Un chico que nunca tuvo oportunidad.
—director… —comenzó Ayaka, pero su voz se quebró un poco. No de miedo, sino de rabia.
Aoyama la observó con esa sonrisa neutra de los que creen saberlo todo.
—No se preocupen. Han hecho bien. Sus informes me ayudaron a respaldar que su presencia era un factor disruptivo. Nada que se pueda malinterpretar. Todo conforme a reglamento.
Reglamento.
Era increíble cuántas injusticias cabían dentro de esa palabra.
Ayaka sintió ganas de gritar.
Reika deseó romper algo.
Pero no lo hicieron.
No aún.
Porque allí, frente a ellas, no había solo un hombre.
Había un sistema entero que justificaba su deshumanización con carpetas y sellos.

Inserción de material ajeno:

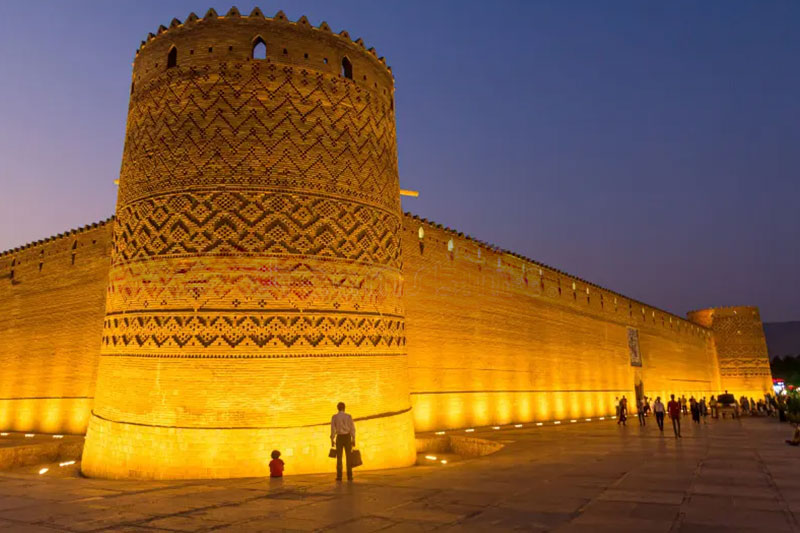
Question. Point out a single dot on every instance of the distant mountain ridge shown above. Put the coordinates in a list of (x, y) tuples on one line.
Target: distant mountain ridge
[(783, 338)]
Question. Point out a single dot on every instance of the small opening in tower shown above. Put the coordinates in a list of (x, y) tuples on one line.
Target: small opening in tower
[(172, 57), (347, 68), (259, 48)]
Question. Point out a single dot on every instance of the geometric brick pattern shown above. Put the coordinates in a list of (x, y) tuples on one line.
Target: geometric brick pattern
[(259, 125), (256, 222), (256, 267), (232, 334)]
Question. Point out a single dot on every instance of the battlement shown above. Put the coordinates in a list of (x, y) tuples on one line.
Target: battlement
[(568, 282), (233, 38), (74, 231)]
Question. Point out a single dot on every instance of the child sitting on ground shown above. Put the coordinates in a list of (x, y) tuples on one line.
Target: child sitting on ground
[(276, 465)]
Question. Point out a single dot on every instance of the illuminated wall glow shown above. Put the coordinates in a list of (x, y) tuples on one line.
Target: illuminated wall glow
[(484, 341), (250, 291), (255, 275)]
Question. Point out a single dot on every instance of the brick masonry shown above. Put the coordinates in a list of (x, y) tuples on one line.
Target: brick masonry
[(259, 269)]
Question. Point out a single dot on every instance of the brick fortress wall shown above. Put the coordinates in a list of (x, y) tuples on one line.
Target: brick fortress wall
[(51, 315), (495, 338), (251, 288), (255, 275), (741, 348)]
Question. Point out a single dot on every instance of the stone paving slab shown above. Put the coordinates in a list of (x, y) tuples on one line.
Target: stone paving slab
[(724, 476)]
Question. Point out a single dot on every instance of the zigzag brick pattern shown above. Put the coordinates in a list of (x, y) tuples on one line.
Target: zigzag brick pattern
[(255, 275)]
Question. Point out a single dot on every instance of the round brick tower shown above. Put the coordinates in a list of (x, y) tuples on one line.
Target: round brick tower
[(256, 270), (741, 348)]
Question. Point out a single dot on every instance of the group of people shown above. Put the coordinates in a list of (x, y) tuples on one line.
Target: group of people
[(674, 408), (699, 410)]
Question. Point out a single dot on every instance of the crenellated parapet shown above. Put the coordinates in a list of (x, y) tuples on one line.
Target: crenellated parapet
[(256, 254), (233, 38)]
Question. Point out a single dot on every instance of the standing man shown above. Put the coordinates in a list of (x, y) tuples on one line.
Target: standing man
[(641, 410), (674, 410), (658, 409), (343, 436)]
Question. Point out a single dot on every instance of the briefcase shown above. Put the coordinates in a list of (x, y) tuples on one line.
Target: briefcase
[(355, 458)]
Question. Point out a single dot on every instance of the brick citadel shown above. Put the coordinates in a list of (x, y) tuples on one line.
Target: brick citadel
[(259, 269)]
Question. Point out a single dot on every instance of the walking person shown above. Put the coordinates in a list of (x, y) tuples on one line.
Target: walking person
[(658, 409), (641, 411), (674, 410), (343, 436), (695, 410), (623, 411)]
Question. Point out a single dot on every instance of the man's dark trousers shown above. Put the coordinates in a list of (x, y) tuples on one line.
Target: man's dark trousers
[(676, 425), (344, 443)]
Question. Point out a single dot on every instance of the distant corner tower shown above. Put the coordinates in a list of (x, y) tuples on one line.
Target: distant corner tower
[(256, 268), (741, 348)]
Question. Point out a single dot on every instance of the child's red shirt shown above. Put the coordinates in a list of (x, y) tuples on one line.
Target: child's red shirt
[(276, 468)]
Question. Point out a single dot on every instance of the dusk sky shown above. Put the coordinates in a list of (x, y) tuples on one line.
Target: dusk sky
[(652, 148)]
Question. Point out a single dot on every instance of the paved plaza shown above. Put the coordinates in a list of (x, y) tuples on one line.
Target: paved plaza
[(585, 476)]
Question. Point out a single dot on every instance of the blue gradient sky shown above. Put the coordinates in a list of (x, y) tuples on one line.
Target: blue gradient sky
[(652, 148)]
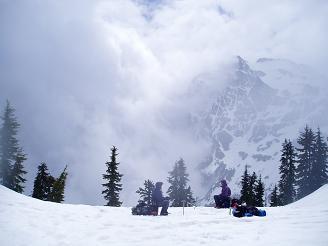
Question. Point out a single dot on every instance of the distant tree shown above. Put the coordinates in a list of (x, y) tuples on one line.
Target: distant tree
[(274, 197), (42, 183), (252, 189), (178, 190), (190, 198), (146, 192), (17, 172), (305, 162), (287, 171), (57, 190), (113, 179), (259, 193), (319, 170), (9, 146), (246, 188)]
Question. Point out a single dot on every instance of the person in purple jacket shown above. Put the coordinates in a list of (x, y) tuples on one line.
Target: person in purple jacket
[(223, 200), (159, 200)]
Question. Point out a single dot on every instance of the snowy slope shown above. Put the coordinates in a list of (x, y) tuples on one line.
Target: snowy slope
[(26, 221), (248, 119)]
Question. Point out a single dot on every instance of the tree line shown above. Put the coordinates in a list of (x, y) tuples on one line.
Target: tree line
[(179, 191), (12, 158), (303, 169)]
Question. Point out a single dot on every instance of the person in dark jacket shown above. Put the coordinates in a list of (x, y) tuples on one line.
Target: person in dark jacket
[(159, 200), (223, 200)]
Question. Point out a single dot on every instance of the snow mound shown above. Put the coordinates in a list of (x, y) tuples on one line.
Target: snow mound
[(26, 221), (317, 199)]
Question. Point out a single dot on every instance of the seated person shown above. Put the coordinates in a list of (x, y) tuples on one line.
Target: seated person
[(159, 200), (223, 200)]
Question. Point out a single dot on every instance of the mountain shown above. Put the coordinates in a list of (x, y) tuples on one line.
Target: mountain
[(27, 221), (248, 113)]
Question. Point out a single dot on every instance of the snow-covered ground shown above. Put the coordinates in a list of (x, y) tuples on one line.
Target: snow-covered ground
[(27, 221)]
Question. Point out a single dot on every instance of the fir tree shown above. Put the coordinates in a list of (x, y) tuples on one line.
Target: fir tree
[(287, 173), (274, 197), (319, 175), (42, 183), (245, 187), (178, 190), (191, 201), (305, 162), (113, 179), (57, 190), (259, 193), (252, 189), (8, 145), (146, 192), (17, 173)]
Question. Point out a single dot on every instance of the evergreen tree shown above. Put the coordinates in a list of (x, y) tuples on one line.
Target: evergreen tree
[(42, 183), (245, 187), (57, 190), (274, 197), (146, 192), (305, 162), (113, 179), (8, 145), (16, 176), (259, 193), (191, 201), (319, 175), (252, 189), (178, 190), (287, 173)]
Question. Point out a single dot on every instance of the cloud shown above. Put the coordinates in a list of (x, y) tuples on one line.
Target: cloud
[(85, 75)]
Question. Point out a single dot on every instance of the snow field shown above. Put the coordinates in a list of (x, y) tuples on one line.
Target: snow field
[(27, 221)]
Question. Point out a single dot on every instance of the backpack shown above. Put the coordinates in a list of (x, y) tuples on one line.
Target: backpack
[(144, 209)]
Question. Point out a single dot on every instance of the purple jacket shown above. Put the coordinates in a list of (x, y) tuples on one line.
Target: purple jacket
[(226, 192)]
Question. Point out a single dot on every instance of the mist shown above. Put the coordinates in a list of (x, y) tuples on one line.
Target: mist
[(86, 75)]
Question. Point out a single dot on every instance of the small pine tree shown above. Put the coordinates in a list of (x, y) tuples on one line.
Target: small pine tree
[(17, 173), (191, 201), (274, 197), (252, 189), (146, 192), (57, 190), (113, 178), (287, 173), (8, 144), (259, 193), (246, 188), (305, 162), (178, 190), (42, 183), (319, 175)]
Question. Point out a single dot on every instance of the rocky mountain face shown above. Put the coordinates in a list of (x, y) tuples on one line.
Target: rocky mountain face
[(246, 120)]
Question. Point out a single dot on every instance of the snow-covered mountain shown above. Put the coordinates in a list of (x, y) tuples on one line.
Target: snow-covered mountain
[(26, 221), (250, 112)]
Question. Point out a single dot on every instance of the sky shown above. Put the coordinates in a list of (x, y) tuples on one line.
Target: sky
[(86, 75)]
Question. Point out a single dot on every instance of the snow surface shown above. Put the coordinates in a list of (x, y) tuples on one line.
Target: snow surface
[(27, 221)]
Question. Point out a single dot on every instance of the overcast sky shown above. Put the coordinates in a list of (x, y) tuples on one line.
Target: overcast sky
[(86, 75)]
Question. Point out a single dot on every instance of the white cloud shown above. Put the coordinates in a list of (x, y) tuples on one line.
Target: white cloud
[(85, 75)]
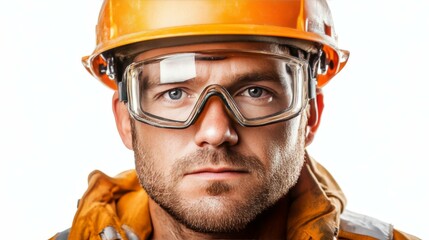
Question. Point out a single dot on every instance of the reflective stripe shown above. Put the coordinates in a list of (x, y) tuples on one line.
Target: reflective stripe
[(64, 235), (364, 225)]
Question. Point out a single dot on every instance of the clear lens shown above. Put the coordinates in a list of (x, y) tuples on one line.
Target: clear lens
[(257, 87)]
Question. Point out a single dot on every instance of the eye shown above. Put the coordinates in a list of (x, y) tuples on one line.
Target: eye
[(254, 92), (174, 94)]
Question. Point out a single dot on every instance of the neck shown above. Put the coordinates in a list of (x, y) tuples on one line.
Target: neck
[(271, 224)]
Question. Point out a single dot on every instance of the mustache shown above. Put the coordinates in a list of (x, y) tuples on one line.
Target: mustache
[(204, 157)]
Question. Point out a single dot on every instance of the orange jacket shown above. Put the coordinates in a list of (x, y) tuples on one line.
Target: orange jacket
[(119, 206)]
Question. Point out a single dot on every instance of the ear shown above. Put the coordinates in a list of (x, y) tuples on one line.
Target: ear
[(314, 116), (122, 118)]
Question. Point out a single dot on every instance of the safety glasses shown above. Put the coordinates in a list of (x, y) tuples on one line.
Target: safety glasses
[(256, 88)]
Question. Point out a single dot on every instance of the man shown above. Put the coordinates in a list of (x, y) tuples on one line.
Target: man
[(218, 100)]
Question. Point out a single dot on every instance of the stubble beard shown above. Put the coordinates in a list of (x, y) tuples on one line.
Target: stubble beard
[(216, 213)]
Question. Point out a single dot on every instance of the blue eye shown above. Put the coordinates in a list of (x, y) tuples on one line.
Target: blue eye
[(175, 94), (255, 92)]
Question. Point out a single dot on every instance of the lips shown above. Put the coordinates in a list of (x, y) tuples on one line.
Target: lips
[(216, 173)]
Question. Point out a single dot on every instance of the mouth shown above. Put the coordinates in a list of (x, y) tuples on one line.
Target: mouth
[(219, 173)]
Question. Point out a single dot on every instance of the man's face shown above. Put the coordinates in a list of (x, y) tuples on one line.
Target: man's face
[(217, 176)]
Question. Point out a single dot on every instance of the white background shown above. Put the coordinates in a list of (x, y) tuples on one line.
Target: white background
[(56, 123)]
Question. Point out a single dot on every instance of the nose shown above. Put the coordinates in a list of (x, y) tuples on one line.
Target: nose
[(214, 126)]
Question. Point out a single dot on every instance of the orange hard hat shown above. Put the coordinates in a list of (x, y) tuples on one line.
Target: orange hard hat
[(125, 22)]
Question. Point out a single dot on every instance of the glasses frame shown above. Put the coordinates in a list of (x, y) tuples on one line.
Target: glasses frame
[(299, 101)]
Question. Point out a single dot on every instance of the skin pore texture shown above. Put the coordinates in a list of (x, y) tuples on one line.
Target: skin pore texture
[(216, 179)]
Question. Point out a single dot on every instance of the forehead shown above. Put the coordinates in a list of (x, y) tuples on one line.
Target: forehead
[(256, 46)]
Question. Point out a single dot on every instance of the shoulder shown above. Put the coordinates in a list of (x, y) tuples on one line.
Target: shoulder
[(64, 235), (358, 226)]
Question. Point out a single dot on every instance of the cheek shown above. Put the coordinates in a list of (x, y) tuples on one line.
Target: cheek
[(274, 142), (163, 145)]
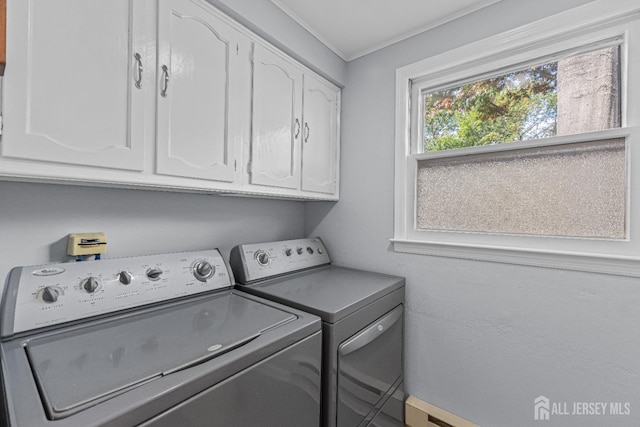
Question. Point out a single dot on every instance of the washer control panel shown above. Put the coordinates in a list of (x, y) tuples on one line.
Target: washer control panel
[(46, 295), (264, 260)]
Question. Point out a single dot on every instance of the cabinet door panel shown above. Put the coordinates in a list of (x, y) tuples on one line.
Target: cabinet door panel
[(320, 136), (276, 121), (69, 95), (199, 93)]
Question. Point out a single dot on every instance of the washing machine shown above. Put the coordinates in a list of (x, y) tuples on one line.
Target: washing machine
[(362, 316), (153, 341)]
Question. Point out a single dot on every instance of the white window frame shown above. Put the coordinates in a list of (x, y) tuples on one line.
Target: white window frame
[(593, 24)]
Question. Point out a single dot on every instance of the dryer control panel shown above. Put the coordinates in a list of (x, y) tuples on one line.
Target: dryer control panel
[(45, 295), (264, 260)]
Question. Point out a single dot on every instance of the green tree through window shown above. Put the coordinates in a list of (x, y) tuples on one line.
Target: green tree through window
[(523, 104)]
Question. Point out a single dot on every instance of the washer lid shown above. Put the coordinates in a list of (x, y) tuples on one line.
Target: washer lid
[(79, 368), (329, 292)]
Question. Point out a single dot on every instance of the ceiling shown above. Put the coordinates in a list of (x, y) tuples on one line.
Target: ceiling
[(354, 28)]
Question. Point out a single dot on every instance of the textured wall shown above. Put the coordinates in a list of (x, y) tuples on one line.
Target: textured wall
[(483, 339), (35, 220)]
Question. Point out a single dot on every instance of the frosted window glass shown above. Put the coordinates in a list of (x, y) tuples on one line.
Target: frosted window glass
[(573, 190)]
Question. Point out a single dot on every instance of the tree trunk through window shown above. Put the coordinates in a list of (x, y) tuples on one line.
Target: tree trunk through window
[(588, 92)]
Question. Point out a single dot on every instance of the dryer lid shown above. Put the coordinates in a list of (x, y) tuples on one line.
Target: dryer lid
[(81, 367), (330, 292)]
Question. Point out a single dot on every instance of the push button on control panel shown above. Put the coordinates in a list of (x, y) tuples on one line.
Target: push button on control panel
[(262, 258), (90, 284), (154, 273), (50, 294), (202, 270)]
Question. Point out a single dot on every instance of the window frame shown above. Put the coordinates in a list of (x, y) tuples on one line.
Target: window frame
[(592, 25)]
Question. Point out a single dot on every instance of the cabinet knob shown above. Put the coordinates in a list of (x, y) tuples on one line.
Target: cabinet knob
[(139, 69), (165, 81), (297, 129)]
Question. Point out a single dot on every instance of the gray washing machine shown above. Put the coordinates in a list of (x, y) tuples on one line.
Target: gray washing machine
[(160, 340), (362, 325)]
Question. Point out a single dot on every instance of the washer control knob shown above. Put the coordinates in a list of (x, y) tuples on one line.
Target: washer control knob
[(124, 277), (202, 270), (50, 294), (154, 273), (90, 284), (262, 258)]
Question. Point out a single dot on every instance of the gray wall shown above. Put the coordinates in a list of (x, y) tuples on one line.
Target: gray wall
[(36, 218), (483, 339)]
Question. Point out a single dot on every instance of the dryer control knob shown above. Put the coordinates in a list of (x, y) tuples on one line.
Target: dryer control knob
[(202, 270), (262, 258), (90, 284), (50, 294), (154, 273), (124, 277)]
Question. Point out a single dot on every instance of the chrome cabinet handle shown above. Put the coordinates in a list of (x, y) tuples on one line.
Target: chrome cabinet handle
[(297, 129), (307, 132), (165, 81), (139, 68)]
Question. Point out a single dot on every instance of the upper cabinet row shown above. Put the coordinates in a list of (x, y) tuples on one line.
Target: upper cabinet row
[(167, 94)]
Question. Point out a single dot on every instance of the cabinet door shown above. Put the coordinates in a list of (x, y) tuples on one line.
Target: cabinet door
[(320, 136), (69, 92), (276, 120), (203, 92)]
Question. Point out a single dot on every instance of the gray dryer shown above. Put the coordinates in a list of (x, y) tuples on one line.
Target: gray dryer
[(362, 325)]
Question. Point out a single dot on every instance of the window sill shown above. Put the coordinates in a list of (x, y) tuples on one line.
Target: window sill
[(594, 263)]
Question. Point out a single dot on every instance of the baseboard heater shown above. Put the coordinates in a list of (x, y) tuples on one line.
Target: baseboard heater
[(419, 413)]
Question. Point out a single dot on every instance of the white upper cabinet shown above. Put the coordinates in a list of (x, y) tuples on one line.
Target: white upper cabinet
[(295, 126), (161, 94), (276, 120), (320, 136), (203, 92), (68, 92)]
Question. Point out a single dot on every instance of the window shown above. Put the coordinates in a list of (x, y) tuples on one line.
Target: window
[(522, 148)]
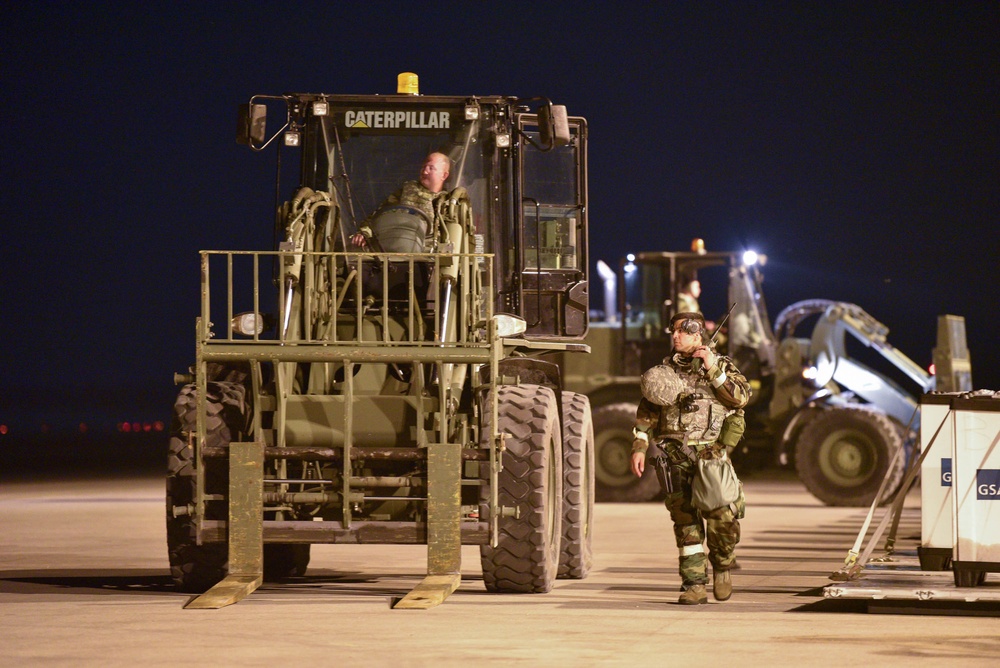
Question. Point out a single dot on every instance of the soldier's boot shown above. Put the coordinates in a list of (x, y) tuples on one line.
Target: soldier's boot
[(694, 595), (722, 585)]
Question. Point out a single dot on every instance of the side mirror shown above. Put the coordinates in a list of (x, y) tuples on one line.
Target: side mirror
[(252, 124), (553, 125)]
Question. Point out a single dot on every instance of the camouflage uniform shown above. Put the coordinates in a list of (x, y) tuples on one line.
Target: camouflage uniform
[(681, 412), (413, 196)]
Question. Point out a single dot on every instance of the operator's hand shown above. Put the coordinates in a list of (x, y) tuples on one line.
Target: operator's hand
[(638, 463), (706, 355)]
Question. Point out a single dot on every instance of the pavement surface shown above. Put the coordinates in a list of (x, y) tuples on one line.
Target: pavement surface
[(84, 581)]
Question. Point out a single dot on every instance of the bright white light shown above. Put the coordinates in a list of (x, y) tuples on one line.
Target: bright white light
[(509, 325), (248, 324)]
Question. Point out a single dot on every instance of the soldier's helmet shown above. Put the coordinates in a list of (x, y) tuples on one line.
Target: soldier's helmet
[(661, 385), (690, 322)]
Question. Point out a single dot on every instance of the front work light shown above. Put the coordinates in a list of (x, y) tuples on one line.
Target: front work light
[(509, 325), (248, 324)]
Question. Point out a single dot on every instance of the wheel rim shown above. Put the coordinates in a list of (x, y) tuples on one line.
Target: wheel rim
[(613, 457), (845, 455)]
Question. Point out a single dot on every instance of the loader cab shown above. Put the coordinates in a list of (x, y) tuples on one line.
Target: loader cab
[(527, 187)]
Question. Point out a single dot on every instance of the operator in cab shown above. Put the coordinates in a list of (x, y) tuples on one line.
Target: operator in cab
[(404, 222), (691, 409)]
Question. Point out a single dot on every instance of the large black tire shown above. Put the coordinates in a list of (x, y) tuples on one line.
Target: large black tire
[(843, 454), (526, 558), (613, 453), (194, 568), (576, 552)]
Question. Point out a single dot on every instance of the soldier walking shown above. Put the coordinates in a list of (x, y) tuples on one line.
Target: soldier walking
[(692, 409)]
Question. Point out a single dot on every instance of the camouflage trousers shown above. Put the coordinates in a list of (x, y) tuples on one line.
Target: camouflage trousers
[(692, 527)]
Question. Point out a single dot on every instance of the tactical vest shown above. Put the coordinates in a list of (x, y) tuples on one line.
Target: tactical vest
[(695, 415)]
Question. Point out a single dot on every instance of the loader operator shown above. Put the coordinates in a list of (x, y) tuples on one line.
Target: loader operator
[(404, 222), (684, 416)]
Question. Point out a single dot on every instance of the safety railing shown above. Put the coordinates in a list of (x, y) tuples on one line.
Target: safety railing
[(320, 299)]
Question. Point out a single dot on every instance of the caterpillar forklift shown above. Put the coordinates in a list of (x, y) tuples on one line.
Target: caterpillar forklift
[(831, 396), (393, 390)]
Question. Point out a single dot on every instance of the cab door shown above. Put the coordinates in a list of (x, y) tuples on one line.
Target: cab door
[(552, 259)]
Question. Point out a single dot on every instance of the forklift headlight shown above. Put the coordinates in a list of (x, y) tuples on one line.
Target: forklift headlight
[(248, 324), (509, 325)]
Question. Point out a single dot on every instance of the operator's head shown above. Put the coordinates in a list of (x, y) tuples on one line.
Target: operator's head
[(435, 172), (687, 330)]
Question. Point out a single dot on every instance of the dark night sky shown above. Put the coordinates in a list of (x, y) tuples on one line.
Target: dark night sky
[(855, 145)]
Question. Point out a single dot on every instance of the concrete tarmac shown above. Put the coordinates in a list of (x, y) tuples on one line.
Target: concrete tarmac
[(84, 581)]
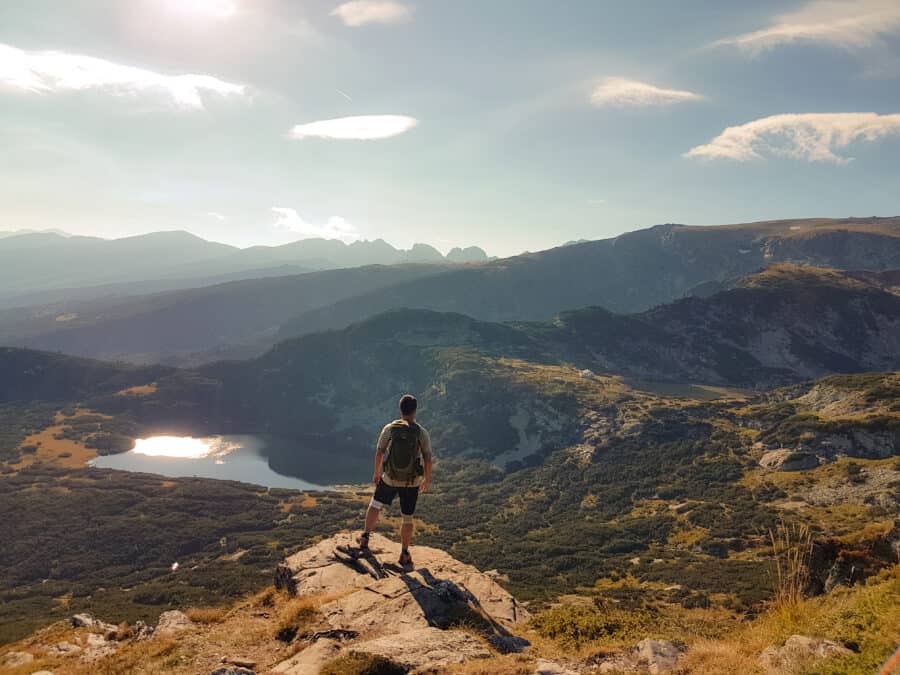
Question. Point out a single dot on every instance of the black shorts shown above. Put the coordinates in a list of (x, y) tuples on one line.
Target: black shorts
[(384, 495)]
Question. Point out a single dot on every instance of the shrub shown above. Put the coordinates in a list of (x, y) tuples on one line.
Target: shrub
[(574, 625), (296, 616), (358, 663), (207, 614)]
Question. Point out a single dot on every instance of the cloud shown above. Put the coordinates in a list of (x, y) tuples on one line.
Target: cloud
[(213, 9), (620, 91), (849, 24), (335, 228), (52, 71), (813, 137), (361, 12), (364, 127)]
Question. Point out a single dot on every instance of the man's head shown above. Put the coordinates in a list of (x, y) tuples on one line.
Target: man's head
[(408, 405)]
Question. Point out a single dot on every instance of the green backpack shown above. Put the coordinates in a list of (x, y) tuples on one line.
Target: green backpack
[(402, 462)]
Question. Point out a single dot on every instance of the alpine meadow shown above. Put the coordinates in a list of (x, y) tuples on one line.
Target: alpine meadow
[(510, 338)]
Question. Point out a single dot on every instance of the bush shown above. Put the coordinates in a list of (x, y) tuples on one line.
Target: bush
[(574, 625), (357, 663)]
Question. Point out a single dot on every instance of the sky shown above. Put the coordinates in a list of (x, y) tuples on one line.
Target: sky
[(509, 124)]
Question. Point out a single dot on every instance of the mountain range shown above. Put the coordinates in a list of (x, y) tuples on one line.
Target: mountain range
[(637, 431), (49, 266), (628, 274)]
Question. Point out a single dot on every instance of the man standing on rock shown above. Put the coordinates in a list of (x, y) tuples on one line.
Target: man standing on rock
[(402, 467)]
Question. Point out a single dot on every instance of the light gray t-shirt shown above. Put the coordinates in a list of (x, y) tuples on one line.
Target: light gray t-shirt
[(424, 447)]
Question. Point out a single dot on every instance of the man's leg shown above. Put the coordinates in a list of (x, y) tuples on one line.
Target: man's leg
[(372, 514), (408, 499), (406, 532), (384, 495)]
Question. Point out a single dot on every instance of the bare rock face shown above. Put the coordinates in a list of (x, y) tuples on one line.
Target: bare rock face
[(426, 647), (94, 625), (16, 659), (311, 659), (437, 579), (172, 622), (784, 459), (408, 616), (647, 656), (798, 650)]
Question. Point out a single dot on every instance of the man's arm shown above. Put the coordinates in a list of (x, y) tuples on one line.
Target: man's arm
[(379, 461), (426, 460), (380, 447), (423, 487)]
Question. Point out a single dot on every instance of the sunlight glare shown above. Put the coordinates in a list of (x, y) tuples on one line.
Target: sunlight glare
[(182, 447)]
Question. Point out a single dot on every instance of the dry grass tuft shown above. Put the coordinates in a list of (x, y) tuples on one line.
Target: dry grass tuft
[(357, 663), (296, 616), (511, 664), (713, 657), (207, 614), (791, 552)]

Y por primera vez, entendieron lo que significaba estar del otro lado.
No como víctimas.
Sino como parte del mecanismo que ignoró, minimizó y destruyó a alguien que solo quería existir.
El director se levantó, dando por terminada la reunión.
—Si no tienen nada más que decir, pueden retirarse. Agradezco su compromiso con el bienestar institucional.
Las dos se pusieron de pie.
Pero ninguna agradeció.
Ninguna se inclinó.
Y cuando salieron de la oficina, el mundo seguía igual.
Pero ellas ya no.
Porque ahora sabían que la herida no era solo de Yuuto.
Era de todos los que lo dejaron ir sin luchar.
Y eso…
eso dolía aún más que su silencio.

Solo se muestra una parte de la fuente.